1.Crunchbase fields deal teams and sales teams extract
VC sourcing teams prioritize funding announcements: round type, date, amount, and lead investors. Sales enrichment pipelines care about employee range, category tags, HQ location, and the company website for domain matching. Journalists and analysts want acquisition events and IPO history. Understanding which fields are freely visible versus paywalled determines what your scraper can realistically return.
Fields marked as paywalled below will render as blurred or empty DOM nodes on free views — an empty CSS extraction result for those selectors does not mean your selector is wrong.
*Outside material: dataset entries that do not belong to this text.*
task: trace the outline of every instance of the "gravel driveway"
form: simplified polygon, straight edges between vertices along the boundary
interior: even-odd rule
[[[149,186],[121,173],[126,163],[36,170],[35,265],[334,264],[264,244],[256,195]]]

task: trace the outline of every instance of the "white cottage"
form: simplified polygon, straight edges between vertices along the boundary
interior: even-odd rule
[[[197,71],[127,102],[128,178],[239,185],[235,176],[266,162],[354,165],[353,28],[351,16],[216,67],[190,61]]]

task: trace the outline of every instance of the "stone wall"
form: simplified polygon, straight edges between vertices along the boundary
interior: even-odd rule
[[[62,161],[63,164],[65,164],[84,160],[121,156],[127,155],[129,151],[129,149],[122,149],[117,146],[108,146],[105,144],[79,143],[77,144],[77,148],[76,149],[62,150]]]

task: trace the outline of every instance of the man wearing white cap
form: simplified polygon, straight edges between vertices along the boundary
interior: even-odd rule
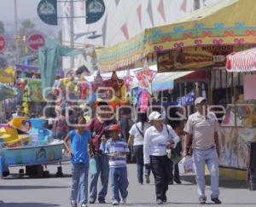
[[[197,112],[189,117],[184,128],[186,136],[183,155],[187,155],[188,146],[192,139],[199,202],[204,204],[207,201],[205,195],[205,165],[207,164],[211,175],[211,198],[215,204],[219,204],[221,201],[218,199],[218,123],[215,114],[207,112],[207,102],[205,98],[196,98],[195,106]]]
[[[154,177],[156,202],[162,204],[166,202],[166,191],[170,181],[170,160],[166,155],[166,147],[176,146],[180,141],[179,137],[170,125],[162,123],[161,114],[152,112],[149,127],[144,136],[144,164],[150,165]]]

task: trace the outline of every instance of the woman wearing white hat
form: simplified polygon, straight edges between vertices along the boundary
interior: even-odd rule
[[[170,180],[170,160],[166,155],[166,147],[175,146],[180,138],[170,125],[162,123],[161,114],[152,112],[149,121],[153,126],[145,132],[144,164],[150,165],[155,185],[156,202],[166,202],[166,191]]]

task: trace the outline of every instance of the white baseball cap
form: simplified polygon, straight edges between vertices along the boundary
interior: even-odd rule
[[[152,112],[149,114],[148,119],[149,121],[159,120],[161,118],[161,114],[159,112]]]
[[[207,101],[207,99],[204,98],[204,97],[198,97],[198,98],[196,98],[195,101],[195,106],[196,106],[198,104],[201,104],[204,101]]]

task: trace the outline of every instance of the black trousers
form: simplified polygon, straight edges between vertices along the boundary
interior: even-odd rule
[[[170,181],[170,159],[167,156],[150,156],[150,167],[154,177],[156,198],[166,200]]]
It means Crunchbase is intentionally hiding the value.
- Organization permalink slug and UUID (embedded in page source JSON)
- Company name, short description, and logo URL
- Founded date, operating status, and closed date if applicable
- Headquarters city, region, and country
- Company website URL
- Category and industry tags
- Employee count range (e.g., 1001–5000)
- Total funding amount — paywalled on most free views
- Number of funding rounds and last funding date
- Last funding type and lead investor names — partially paywalled
- Acquisition targets and acquirer (when public)
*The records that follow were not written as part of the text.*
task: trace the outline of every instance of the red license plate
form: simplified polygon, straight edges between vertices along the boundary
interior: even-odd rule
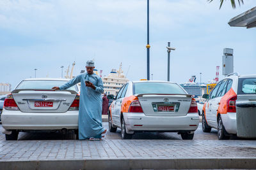
[[[35,101],[35,107],[52,107],[51,101]]]
[[[157,110],[159,111],[173,111],[174,106],[158,106]]]

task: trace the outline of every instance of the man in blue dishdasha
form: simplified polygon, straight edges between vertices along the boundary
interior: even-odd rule
[[[81,82],[79,139],[102,139],[107,132],[107,129],[102,127],[102,80],[99,76],[93,73],[93,61],[87,61],[86,67],[87,73],[77,76],[61,87],[52,87],[52,89],[65,90]]]

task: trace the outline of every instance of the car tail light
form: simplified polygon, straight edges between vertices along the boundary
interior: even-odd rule
[[[8,94],[4,99],[4,108],[8,110],[19,110],[12,94]]]
[[[237,99],[237,96],[234,96],[229,98],[227,101],[227,112],[229,113],[236,113],[236,101]]]
[[[132,101],[130,104],[128,112],[143,113],[143,110],[142,110],[140,101]]]
[[[79,99],[80,96],[77,95],[73,103],[71,104],[68,110],[79,110]]]
[[[190,108],[188,112],[188,113],[198,113],[197,104],[196,100],[194,98],[192,98],[191,103],[190,104]]]

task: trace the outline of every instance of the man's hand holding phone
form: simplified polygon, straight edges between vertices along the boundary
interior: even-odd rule
[[[95,90],[95,89],[96,89],[96,87],[94,86],[94,85],[92,83],[90,82],[89,81],[85,81],[85,85],[86,87],[90,87],[93,89],[94,90]]]

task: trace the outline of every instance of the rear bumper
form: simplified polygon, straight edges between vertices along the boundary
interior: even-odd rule
[[[66,113],[24,113],[3,110],[2,125],[6,130],[60,130],[78,128],[78,111]]]
[[[221,114],[221,120],[228,133],[236,134],[236,113]]]
[[[199,124],[197,113],[182,117],[148,117],[144,113],[124,113],[123,115],[129,131],[195,131]]]

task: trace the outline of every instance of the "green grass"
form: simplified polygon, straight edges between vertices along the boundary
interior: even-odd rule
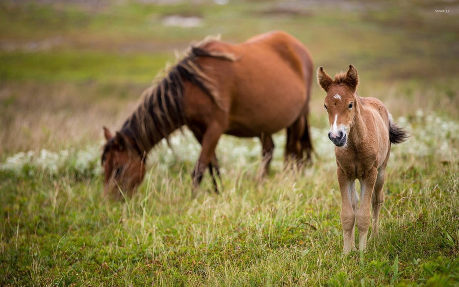
[[[355,9],[0,4],[0,284],[457,285],[457,18],[435,13],[441,3],[346,3]],[[162,25],[174,14],[202,25]],[[206,174],[191,199],[199,147],[186,132],[172,137],[173,151],[152,151],[132,198],[103,199],[101,127],[119,126],[174,49],[208,35],[235,42],[275,29],[298,37],[330,74],[355,65],[360,94],[381,99],[412,134],[393,146],[380,237],[366,253],[342,254],[336,164],[315,84],[311,166],[284,169],[281,132],[271,172],[258,182],[259,140],[225,136],[222,194]]]

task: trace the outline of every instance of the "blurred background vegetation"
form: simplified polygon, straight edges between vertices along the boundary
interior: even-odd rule
[[[450,9],[436,13],[436,9]],[[273,30],[297,37],[316,68],[349,64],[359,92],[394,115],[421,109],[457,117],[459,3],[224,0],[2,1],[0,153],[98,142],[142,91],[193,41],[239,42]],[[313,84],[312,120],[324,96]]]

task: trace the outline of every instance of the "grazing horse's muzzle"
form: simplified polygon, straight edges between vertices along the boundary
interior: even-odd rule
[[[341,131],[338,133],[328,133],[328,138],[336,146],[341,147],[346,144],[346,134]]]

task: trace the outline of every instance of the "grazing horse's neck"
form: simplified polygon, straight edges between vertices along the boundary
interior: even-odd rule
[[[352,120],[352,123],[349,133],[349,138],[347,139],[347,144],[351,146],[360,145],[362,140],[365,138],[367,134],[367,127],[362,115],[364,108],[362,106],[360,97],[356,94],[354,101],[354,118]]]
[[[185,124],[183,82],[174,76],[170,74],[145,90],[143,100],[120,131],[141,156]]]

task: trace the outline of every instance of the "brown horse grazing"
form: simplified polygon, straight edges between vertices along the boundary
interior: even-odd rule
[[[356,93],[357,70],[349,66],[346,73],[332,80],[322,67],[317,71],[319,85],[327,92],[324,107],[328,113],[328,138],[336,146],[335,154],[341,193],[341,224],[344,252],[355,250],[354,225],[359,228],[359,248],[367,246],[367,234],[373,210],[371,238],[378,235],[378,221],[384,202],[382,186],[391,150],[391,143],[399,143],[408,137],[397,126],[379,100],[363,98]],[[361,184],[360,206],[354,182]],[[373,191],[374,192],[373,192]]]
[[[105,193],[119,194],[120,189],[132,193],[145,174],[146,154],[184,125],[202,147],[192,174],[193,188],[208,168],[218,193],[215,151],[223,134],[259,137],[265,172],[274,146],[271,135],[284,127],[286,158],[301,162],[305,151],[310,159],[313,73],[306,48],[282,32],[238,44],[207,39],[192,46],[158,85],[144,92],[141,103],[114,136],[104,127]]]

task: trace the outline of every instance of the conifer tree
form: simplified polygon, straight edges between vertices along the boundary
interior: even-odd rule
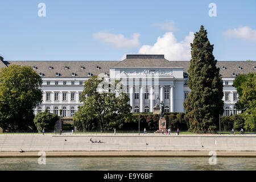
[[[189,130],[218,130],[219,114],[224,112],[223,82],[213,55],[213,45],[203,26],[195,34],[191,46],[192,59],[188,71],[191,92],[184,102]]]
- IPO date and stock exchange (when applicable)
- Founder and key people profile links
2.Crunchbase URL patterns and permalink stability
Crunchbase uses human-readable slugs for organization and person permalinks. These slugs are stable enough to use as primary keys in most pipelines — companies rarely change their Crunchbase slug even after rebranding, though it does happen. The UUID embedded in the page source JSON is more durable if you can extract it.
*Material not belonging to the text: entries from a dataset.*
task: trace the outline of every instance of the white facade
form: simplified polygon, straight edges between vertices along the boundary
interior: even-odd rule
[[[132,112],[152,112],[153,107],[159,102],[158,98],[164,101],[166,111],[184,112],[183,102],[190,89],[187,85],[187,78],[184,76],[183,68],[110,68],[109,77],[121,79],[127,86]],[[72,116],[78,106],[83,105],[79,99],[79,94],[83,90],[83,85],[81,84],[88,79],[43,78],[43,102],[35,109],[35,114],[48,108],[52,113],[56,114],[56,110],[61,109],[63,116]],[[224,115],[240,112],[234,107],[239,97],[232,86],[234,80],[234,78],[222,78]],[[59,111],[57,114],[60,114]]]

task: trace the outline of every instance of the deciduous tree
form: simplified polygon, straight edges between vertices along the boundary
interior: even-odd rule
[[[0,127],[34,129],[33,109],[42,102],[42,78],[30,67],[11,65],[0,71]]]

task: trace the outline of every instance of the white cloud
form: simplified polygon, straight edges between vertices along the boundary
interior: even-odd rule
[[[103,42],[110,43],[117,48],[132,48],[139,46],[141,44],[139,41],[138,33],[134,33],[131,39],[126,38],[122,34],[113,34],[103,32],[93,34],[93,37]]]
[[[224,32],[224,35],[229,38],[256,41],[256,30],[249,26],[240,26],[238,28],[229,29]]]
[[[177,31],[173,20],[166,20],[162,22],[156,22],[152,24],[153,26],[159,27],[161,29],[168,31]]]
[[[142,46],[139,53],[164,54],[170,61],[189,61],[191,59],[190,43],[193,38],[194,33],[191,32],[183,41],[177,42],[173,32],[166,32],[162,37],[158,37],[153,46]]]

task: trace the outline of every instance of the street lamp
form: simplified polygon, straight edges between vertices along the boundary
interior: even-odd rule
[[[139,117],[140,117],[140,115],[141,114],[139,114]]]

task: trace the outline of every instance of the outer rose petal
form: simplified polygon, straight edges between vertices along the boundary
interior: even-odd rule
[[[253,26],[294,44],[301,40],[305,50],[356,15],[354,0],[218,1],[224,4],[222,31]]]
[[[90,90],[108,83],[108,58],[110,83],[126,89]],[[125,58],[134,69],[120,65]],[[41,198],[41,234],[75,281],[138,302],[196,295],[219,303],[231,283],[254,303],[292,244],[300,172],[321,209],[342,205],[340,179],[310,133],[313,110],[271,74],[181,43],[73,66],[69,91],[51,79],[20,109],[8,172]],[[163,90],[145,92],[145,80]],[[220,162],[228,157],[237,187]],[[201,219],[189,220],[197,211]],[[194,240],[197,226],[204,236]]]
Funding round URLs include a hash suffix that acts as a stable identifier for that specific round event. Bookmark these when you want to track a specific raise over time rather than re-scraping the parent organization page.
- Organization: https://www.crunchbase.com/organization/stripe
- Person: https://www.crunchbase.com/person/patrick-collison
- Funding round: https://www.crunchbase.com/funding_round/stripe-series-h--abc123
- Acquisition: https://www.crunchbase.com/acquisition/company-acquires-target
- Discover search (login-gated): https://www.crunchbase.com/discover/organization.companies
- Category hub: https://www.crunchbase.com/hub/fintech-companies
3.Organization page DOM structure
Crunchbase organization pages are Angular single-page applications. The server renders an initial HTML shell with some metadata, but most content is hydrated client-side. This means fast HTTP-only requests will capture the shell and any JSON-LD embedded in the document, but funding sections and people cards require JavaScript execution to appear in the DOM.
Key selectors on a fully rendered organization page: company name in `h1.profile-name`; short description in `span.description`; headquarters in `span.field-type-address`; website in `a.component--field-formatter.field-type-link`; employee range in `a.field-type-enum`; category chips in `span.chip`; founded date in `span.field-type-date`. Funding round rows render inside `section#funding-rounds` as table rows once the Angular component loads.
Paywalled fields are wrapped in elements with class `cb-paywall`. These nodes exist in the DOM but their text content is replaced with a blur overlay and a prompt to upgrade. Your CSS extractor will return empty strings for those selectors — not an error, just a paywall signal. Crunchbase also embeds JSON-LD `Organization` schema on some pages with `name` and `url` properties, but funding detail is almost never included in the structured data.
4.Paywalls, anti-bot detection, and rate limits
Crunchbase runs layered defenses. At the network layer, datacenter IP ranges are rate-limited aggressively on organization page requests — you will see 429s or silent redirects to the homepage within a small number of sequential requests from a single datacenter IP. Residential proxies reduce this friction significantly.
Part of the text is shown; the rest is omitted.